Наташа сидит в зале, на голове — меховая шапочка, и вся она такая нарядная, будто пришла танцевать.
Собрание началось оживленно. Когда Ваня Пантюхин приступил к докладу, в зале то и дело вспыхивал смех. Даже Надя, привыкшая вести бурные молодежные слеты и встречи, и та растерялась. Уж каких только вопросов не задавали Ване! С него пот лил градом, парень и краснел и бледнел.
А когда начались прения, попало и райкому комсомола и партийной организации, а больше всего, пожалуй, камешки летели в огород Нила Данилыча — не всегда доверяет молодым, не советуется с ними, нет заботы об отдыхе, в селе могло быть куда веселее… Да и в красных уголках на фермах до сих пор нет телевизоров!

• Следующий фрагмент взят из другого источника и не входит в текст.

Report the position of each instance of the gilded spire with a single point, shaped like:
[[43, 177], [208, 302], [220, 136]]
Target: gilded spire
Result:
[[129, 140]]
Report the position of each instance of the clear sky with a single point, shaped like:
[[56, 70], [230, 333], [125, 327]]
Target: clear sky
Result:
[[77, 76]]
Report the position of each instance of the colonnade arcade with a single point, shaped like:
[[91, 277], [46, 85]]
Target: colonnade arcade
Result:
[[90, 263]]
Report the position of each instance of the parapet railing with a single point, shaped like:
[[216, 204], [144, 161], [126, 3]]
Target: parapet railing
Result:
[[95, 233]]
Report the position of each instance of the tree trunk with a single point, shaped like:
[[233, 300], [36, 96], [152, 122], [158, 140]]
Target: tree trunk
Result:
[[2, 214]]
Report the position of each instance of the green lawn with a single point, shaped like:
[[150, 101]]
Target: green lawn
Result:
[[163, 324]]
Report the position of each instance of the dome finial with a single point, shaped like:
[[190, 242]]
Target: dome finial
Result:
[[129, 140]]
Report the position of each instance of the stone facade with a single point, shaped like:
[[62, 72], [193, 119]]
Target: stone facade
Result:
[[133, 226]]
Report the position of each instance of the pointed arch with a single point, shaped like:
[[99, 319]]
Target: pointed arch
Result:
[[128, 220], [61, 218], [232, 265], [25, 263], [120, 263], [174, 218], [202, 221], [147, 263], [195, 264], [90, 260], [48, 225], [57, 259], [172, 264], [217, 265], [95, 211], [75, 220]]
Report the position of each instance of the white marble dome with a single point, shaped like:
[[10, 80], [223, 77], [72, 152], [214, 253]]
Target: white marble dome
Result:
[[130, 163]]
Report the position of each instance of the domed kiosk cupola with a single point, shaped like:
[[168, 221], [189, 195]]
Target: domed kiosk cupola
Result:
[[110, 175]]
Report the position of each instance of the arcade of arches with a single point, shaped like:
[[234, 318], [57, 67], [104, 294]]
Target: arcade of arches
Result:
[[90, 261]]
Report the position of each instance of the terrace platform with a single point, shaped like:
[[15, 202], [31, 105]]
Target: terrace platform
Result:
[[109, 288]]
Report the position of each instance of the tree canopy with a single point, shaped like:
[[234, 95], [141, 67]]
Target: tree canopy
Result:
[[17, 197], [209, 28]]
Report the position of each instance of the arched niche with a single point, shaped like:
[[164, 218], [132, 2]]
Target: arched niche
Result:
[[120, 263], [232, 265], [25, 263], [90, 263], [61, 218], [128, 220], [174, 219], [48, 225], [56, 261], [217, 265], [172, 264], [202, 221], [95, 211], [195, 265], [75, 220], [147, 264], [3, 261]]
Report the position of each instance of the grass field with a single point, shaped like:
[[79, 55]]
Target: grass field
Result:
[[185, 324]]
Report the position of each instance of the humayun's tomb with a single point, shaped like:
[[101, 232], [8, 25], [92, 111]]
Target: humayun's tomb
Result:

Что ни слово — то гвоздь. Нилу Данилычу и больно и досадно, а он улыбается: зал полон восемнадцатилетних — горячих, порывистых, неугомонных. Ишь как глаза-то поблескивают. Здорово! Давно не гудел так микулинский клуб. За живое взяло.
Даже молчальник Федя и тот заговорил.
— Скота у нас теперь почти втрое больше, — начал он глуховатым голосом, тушуясь и краснея, — а доходы невелики. Почему? Да потому что коров прибавилось, а содержатся они в семи местах. Вот и прикиньте, сколько лишних подвозчиков кормов, сторожей, доярок, пастухов. А если мы соберем скот в две-три фермы, то себестоимость молока сразу снизится.
— Правильно! — раздались голоса из зала.
А Нил Данилыч заметил:
— Больших помещений у нас пока нет, и до будущего года изменить ничего не сможем.
— Сможем! — уверенно заявил Толя и, не выходя на трибуну, прямо с места рассказал о ферме беспривязного содержания скота.
Встав, Нил Данилыч начал говорить о том, что это только мечта, не больше: зима в приокском крае суровая, скот может погибнуть.
Наташа выкрикнула:
— За мечту надо бороться! Скоту погибнуть не дадим, только разрешите!..
Комсомольцы поддержали ее:
— Правильно!
Говорили много, но все сошлись на одном: правление колхоза не дает развернуться молодежи, а партийная организация, вместо того чтобы руководить комсомольцами и вести за собой, делает иногда за них все сама, поэтому и скучно молодым.
Потом выступила Феня. Она сказала о том, что в Микулине слишком много лошадей. Есть ли расчет держать их?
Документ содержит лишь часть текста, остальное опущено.